Below is an annotated list of children's literature for the elementary classroom. The books are organized by the Six Elements of Social Justice Curriculum Design (Picower, 2007). It is based on work by pre-service teachers at Montclair State University. They have read and reviewed these books and provided insights into how they can be used in K-5 settings.

Sunday, November 30, 2014

Element 6: Taking Social Action - The Teen Guide to Global Action: How to Connect with Others (Near & Far) to Create Social Change

The Teen Guide to Global Action: How to Connect with Others (Near & Far) to Create Social Change

Barbara A. Lewis

Age Range: 11 and up

Grade Level: 6 - 12

Paperback: 144 pages

Publisher: Free Spirit Publishing (December 15, 2007)

Purchase The Teen Guide to Global Action” online.

To find a book about Service Projects for younger students click here.

This is a good book for a young person who wants to make a difference in the world but is not very clear on how to get started. The book starts with the 4 Steps to Global Action. 1. Find your cause (includes a survey to determine interests) 2. Research your cause (media, texts, internet) 3. Plan your action (volunteer, organize service efforts, advocate for a cause, protest) 4. Take action (includes 5 step action plan).
The book also includes a section that addresses how to connect with others or form your own group. Additionally it includes 7 categories of causes: Human Rights; Hunger & Homelessness; Health & Safety; Education; Environment & Conservation; Youth Representation; Peace and Friendship. The 7 categories each include facts on the issue, how to keep it local, and how to take it global. The Teen Guide to Social Action also has stories about current activist called “Difference Makers” and past activist.

That’s a lot, right?

Too much to go into a whole bunch of detail. That’s why it’s good to remember that this book is merely a guide, as the title states, to help you get started or steer you in the right direction if you’re stymied. The organization of the book is a bit confusing but other than that I would recommend it. This would be a good book to use in a social studies unit.

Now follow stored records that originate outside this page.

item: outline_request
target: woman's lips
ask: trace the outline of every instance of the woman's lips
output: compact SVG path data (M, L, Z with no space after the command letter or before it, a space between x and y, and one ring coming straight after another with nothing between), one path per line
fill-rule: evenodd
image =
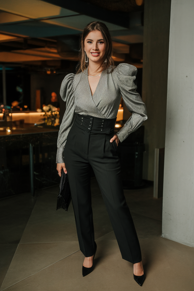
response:
M99 53L97 52L91 52L90 53L90 54L91 54L94 56L99 56L100 54Z

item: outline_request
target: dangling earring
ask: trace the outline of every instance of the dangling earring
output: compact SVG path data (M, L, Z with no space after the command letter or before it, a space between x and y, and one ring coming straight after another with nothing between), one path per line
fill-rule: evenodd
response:
M88 63L88 56L86 54L86 51L85 51L85 63ZM86 57L87 57L87 60L86 60Z

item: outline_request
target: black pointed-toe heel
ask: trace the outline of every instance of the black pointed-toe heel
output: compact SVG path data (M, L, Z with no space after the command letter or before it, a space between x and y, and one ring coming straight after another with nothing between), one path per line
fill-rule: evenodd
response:
M134 274L134 280L137 282L138 284L139 284L140 286L142 286L143 282L145 280L145 276L144 274L141 276L136 276L136 275Z
M85 277L85 276L86 276L86 275L88 275L88 274L89 274L90 273L92 272L94 269L94 257L95 257L95 255L96 254L97 249L97 245L96 245L96 244L95 251L94 253L94 256L93 257L93 265L92 267L90 268L86 268L86 267L84 267L84 266L82 266L82 276L83 277Z

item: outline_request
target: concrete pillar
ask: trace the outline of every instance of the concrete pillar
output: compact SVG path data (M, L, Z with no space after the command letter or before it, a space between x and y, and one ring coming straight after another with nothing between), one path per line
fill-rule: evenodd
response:
M194 1L172 0L164 237L194 247Z
M145 126L144 179L153 181L155 148L164 147L171 0L145 0L142 98Z

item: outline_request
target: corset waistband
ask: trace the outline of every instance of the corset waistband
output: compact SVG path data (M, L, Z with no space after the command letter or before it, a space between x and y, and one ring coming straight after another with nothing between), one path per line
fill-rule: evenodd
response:
M75 121L78 127L88 132L109 134L114 132L116 117L111 119L99 118L77 113Z

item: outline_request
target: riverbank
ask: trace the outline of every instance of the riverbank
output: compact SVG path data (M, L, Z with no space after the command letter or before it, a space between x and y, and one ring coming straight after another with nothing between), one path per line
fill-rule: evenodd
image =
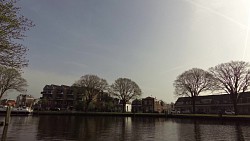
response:
M165 113L118 113L80 111L34 111L33 115L81 115L81 116L124 116L124 117L166 117Z
M211 119L211 120L247 120L250 121L250 115L218 115L218 114L176 114L167 115L168 118L180 119Z
M116 113L116 112L80 112L80 111L34 111L38 115L75 115L75 116L124 116L124 117L161 117L181 119L212 120L248 120L250 115L218 115L218 114L166 114L166 113Z

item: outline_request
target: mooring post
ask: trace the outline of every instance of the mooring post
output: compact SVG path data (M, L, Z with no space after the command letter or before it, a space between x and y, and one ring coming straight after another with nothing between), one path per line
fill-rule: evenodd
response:
M6 116L5 116L5 124L8 125L10 123L10 113L11 113L11 107L8 106L6 110Z

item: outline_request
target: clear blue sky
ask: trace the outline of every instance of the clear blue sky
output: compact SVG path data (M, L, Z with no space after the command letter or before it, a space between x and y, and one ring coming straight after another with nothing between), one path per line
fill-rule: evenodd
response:
M250 61L247 0L20 0L34 28L24 69L28 94L46 84L72 85L85 74L112 84L130 78L174 102L182 72L231 60ZM9 94L10 96L10 94Z

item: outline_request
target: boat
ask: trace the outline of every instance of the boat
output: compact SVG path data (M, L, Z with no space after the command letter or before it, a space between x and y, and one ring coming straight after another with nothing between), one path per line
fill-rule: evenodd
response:
M0 105L0 114L6 114L7 106ZM11 115L30 115L33 110L30 107L11 107Z

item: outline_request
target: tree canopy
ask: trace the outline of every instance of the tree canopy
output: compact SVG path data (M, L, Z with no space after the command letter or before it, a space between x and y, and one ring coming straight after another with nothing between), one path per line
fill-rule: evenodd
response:
M17 40L22 40L25 31L34 26L32 21L22 16L15 0L0 0L0 65L21 68L28 65L27 48Z
M88 110L90 102L96 98L96 96L108 89L108 83L105 79L98 77L97 75L87 74L82 76L76 81L73 86L83 87L85 111Z
M213 74L214 90L225 91L231 95L235 114L238 114L237 103L241 92L250 85L250 65L244 61L222 63L209 69Z
M21 73L13 68L0 66L0 99L8 90L24 92L27 81L22 78Z
M123 112L125 104L131 99L141 96L140 87L128 78L118 78L110 87L110 92L123 102Z
M175 95L191 97L193 113L195 113L195 98L212 87L212 75L199 68L183 72L174 81Z

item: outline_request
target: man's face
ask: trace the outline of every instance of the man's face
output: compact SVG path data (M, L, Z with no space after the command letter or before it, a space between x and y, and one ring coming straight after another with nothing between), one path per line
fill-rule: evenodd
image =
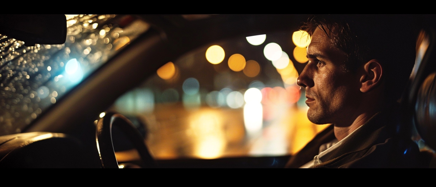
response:
M357 105L358 78L346 68L345 54L319 28L307 47L309 62L297 79L306 88L309 119L315 124L344 121Z

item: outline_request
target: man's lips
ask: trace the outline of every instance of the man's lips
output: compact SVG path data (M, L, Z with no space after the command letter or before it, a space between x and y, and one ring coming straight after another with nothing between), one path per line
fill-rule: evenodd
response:
M315 101L315 99L313 99L313 98L312 97L310 97L309 96L306 95L306 98L307 99L306 100L306 104L307 104L308 102L312 102L313 101Z

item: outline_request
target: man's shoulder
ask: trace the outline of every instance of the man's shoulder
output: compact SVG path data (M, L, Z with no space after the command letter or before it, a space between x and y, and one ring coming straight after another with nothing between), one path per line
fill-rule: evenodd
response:
M426 167L422 154L416 143L389 138L363 150L345 153L340 157L329 160L319 168L421 168Z

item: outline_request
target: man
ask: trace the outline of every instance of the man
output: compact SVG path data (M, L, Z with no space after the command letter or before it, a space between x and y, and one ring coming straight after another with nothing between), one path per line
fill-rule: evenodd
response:
M297 84L306 89L309 120L332 125L287 167L425 167L396 102L415 58L411 18L315 16L303 27L311 41Z

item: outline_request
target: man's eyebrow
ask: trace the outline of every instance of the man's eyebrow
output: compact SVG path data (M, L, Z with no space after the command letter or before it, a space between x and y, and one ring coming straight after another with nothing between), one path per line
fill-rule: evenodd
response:
M315 53L313 54L307 54L306 57L308 58L326 58L326 56L320 53Z

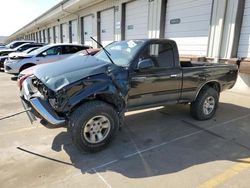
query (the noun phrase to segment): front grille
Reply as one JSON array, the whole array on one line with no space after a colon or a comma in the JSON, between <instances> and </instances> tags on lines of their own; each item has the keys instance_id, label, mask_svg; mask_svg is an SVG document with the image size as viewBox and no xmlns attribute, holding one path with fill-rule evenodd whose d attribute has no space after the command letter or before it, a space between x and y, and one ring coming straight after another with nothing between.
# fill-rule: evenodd
<instances>
[{"instance_id":1,"label":"front grille","mask_svg":"<svg viewBox=\"0 0 250 188\"><path fill-rule=\"evenodd\" d=\"M6 66L5 69L6 69L7 71L11 70L11 68L10 68L9 66Z\"/></svg>"}]
</instances>

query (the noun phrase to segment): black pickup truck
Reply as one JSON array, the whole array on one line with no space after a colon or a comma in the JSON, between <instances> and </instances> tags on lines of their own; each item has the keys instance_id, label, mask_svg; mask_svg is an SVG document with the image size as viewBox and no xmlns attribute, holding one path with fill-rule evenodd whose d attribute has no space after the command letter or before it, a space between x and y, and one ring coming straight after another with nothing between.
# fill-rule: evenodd
<instances>
[{"instance_id":1,"label":"black pickup truck","mask_svg":"<svg viewBox=\"0 0 250 188\"><path fill-rule=\"evenodd\" d=\"M119 41L95 56L38 66L21 98L31 121L66 126L79 150L94 152L112 140L126 111L189 103L194 118L212 118L237 73L236 65L180 62L172 40Z\"/></svg>"}]
</instances>

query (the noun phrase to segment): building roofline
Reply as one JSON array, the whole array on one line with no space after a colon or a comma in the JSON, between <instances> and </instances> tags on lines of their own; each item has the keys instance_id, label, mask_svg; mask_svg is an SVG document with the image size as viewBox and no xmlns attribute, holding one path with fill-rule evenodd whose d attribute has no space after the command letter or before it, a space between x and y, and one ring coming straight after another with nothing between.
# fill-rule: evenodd
<instances>
[{"instance_id":1,"label":"building roofline","mask_svg":"<svg viewBox=\"0 0 250 188\"><path fill-rule=\"evenodd\" d=\"M8 36L8 38L12 37L13 35L17 34L18 32L22 31L23 29L25 29L26 27L28 27L29 25L31 25L32 23L36 22L37 20L39 20L40 18L42 18L43 16L45 16L46 14L50 13L51 11L57 9L58 7L62 6L63 4L67 3L70 0L62 0L61 2L59 2L58 4L54 5L52 8L50 8L49 10L47 10L46 12L42 13L40 16L38 16L37 18L35 18L34 20L32 20L31 22L29 22L28 24L26 24L25 26L23 26L22 28L18 29L17 31L15 31L14 33L12 33L11 35Z\"/></svg>"}]
</instances>

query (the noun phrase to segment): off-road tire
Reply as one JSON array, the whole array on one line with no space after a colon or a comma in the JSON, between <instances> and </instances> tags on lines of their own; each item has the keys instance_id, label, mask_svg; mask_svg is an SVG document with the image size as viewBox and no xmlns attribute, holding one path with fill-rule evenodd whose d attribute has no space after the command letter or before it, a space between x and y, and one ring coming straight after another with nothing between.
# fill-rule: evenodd
<instances>
[{"instance_id":1,"label":"off-road tire","mask_svg":"<svg viewBox=\"0 0 250 188\"><path fill-rule=\"evenodd\" d=\"M204 113L203 106L206 99L214 99L214 108L209 114ZM219 93L214 88L205 87L198 94L196 100L190 105L191 116L197 120L208 120L211 119L218 107Z\"/></svg>"},{"instance_id":2,"label":"off-road tire","mask_svg":"<svg viewBox=\"0 0 250 188\"><path fill-rule=\"evenodd\" d=\"M104 140L90 143L84 136L87 122L96 116L105 116L110 122L110 129ZM119 118L115 109L102 101L90 101L78 107L69 118L68 132L77 149L84 152L97 152L104 149L119 129Z\"/></svg>"}]
</instances>

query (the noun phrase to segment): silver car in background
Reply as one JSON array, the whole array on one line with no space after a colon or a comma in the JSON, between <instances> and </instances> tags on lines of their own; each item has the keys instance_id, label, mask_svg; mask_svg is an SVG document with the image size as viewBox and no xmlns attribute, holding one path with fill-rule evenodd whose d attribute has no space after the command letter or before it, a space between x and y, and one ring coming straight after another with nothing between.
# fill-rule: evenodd
<instances>
[{"instance_id":1,"label":"silver car in background","mask_svg":"<svg viewBox=\"0 0 250 188\"><path fill-rule=\"evenodd\" d=\"M31 66L58 61L80 50L89 48L91 47L77 44L49 44L27 55L5 60L4 71L9 74L19 74L21 71Z\"/></svg>"}]
</instances>

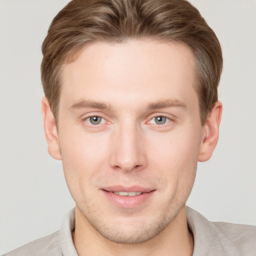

Element #6: Taking Social Action
“The Teen Guide to Global Action: How to Connect with Others (Near & Far) to Create Social Change” is clearly a book that supports Element 6 – Social Action. I like that the book discusses taking social action both locally and globally.
Not only does this book provide a guide to students on how to take social action in a variety of causes, but it also shares stories of young people past & present who have already taken social action. I feel this is an important aspect of the book because it can provide a confidence boost to students. A student might think “if that young person did it then so can I!” There is a story about Benjamin Quinto in the book that describes how this young man took social action to create an organization involving a global network of young activist that gained a position within the United Nations. There’s also the story of Cindy Perez who played a major role in getting the Dream Act passed which allowed immigrants who are not yet citizens access to a college education.

Follow-Up Activities:
1. Have students take the survey in the “Teen Guide to Global Action” book in the “Find Your Cause” section. Divide the class into two groups of the most popular causes. Have one group take local action by researching the social justice issue and/or e-mailing officials. The other group can take global action by creating posters/ T-shirts etc. to use for raising awareness in conjunction with fundraising efforts like bake sales.

2.  Have students choose the social injustice issue that they would most like to work with by completing the survey in the “Teen Guide to Global Action” book. Grouping students by their cause of choice, have students use the resources provided in the book to research opportunities to volunteer in support of their cause. After completing a minimum of one hour volunteering, students should write a brief essay about their experience including their observations.

3. Have the class randomly choose a cause for their project. The class will work in groups to create dialogue, props, posters, etc. for a brief play/public service announcement/role play, etc. Students will be videotaped acting out their scene. Students will e-mail the video to family and friends and ask them to share the video on social media. (Students who prefer not or are not allowed to be in the video can work on props, posters, T-shirts, dialogue, etc.)